Embora não exista um número exato em 2022, sabe-se que no Perú, a partir de 2020, o número de meninas menores de dez anos forçadas a se tornarem mães triplicou, consequência direta do aumento da violência sexual durante a pandemia.

O Sistema de Registro de Certidões de Nascidos Vivos (CNV), plataforma do Ministério da Saúde (Minsa) que registra partos atendidos em estabelecimentos de saúde do país e que em 2019 havia registrado apenas 9 nascimentos de mães menores de dez anos. No entanto, essa é uma abordagem incompleta porque não é complementada por meninas que tiveram abortos ou partos fora do hospital.

Menores condenados a serem mães são descritos como tortura pelo Conselho de Direitos Humanos das Nações Unidas, no relatório da Relatora Especial publicado em 5 de janeiro de 2016.

Além disso, o Comitê Latino-Americano e do Caribe para a Defesa dos Direitos da Mulher (Cladem) também menciona que forçar as meninas a se tornarem mães é uma forma de tortura.

“Forçar as meninas a carregar uma maternidade que elas não queriam é torturá-las para lembrar a violência que sofreram. Uma gravidez indesejada está sendo forçada que gera trauma para elas e que afeta seriamente seu desenvolvimento”, disse a psicóloga especializada no atendimento de casos de violência de gênero, Mariel Távara Arizmendi, a Wayka, em 2019.

Durante a introdução do projeto de lei que propõe descriminalizar o aborto em casos de gravidez como resultado De estupro, exposto pela deputada Ruth Luque em dezembro passado, a ONG Manuela Ramos informou que em 2021 todas as semanas, 26 meninas têm um parto decorrente de estupro.

“O aborto legal, seguro e gratuito para mulheres vítimas de violência sexual lhes dará a oportunidade de escolher livremente, sem crenças que limitem seu direito de decidir e sem arriscar suas vidas em abortos clandestinos”, explicou a organização feminista em sua conta no Twitter.

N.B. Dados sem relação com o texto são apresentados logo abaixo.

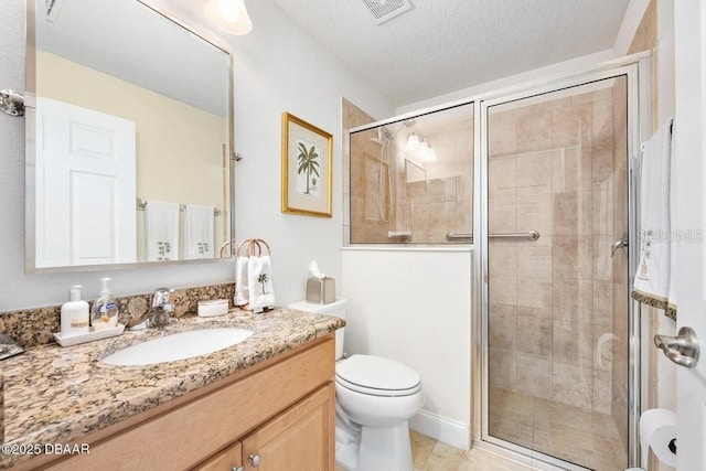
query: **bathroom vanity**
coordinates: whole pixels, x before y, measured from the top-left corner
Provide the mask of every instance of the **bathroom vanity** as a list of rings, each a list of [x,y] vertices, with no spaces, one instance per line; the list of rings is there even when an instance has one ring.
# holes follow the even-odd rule
[[[343,325],[287,309],[234,310],[115,340],[30,349],[3,364],[7,442],[88,443],[89,453],[2,454],[0,468],[332,470],[333,332]],[[178,362],[100,362],[152,338],[215,327],[255,334]]]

Por seu turno, o projeto de lei apresentado pelo legislador Juntos for Perú - JPP lembrou que “o Estado garante educação sexual abrangente em instituições educacionais de ensino básico em todos os níveis e modalidades, sem discriminação, com especial ênfase na prevenção de gênero violência contra mulheres e gravidez infantil e adolescente”.

ELES NÃO QUEREM BEBÊS

Em 2021, um estudo do Fundo de População das Nações Unidas (UNPF) relatou que sete em cada dez mães adolescentes não queriam ter um filho, além de representar um risco para sua saúde física e mental. De acordo com a Organização Mundial da Saúde (OMS), as complicações durante a gravidez e o parto são a segunda principal causa de morte entre mulheres jovens entre 15 e 19 anos de idade em todo o mundo.

Como resultado dessa gravidez prematura, muitas meninas são forçadas a abandonar a escola, o que afeta oito em cada dez crianças, estima o Ministério da Educação.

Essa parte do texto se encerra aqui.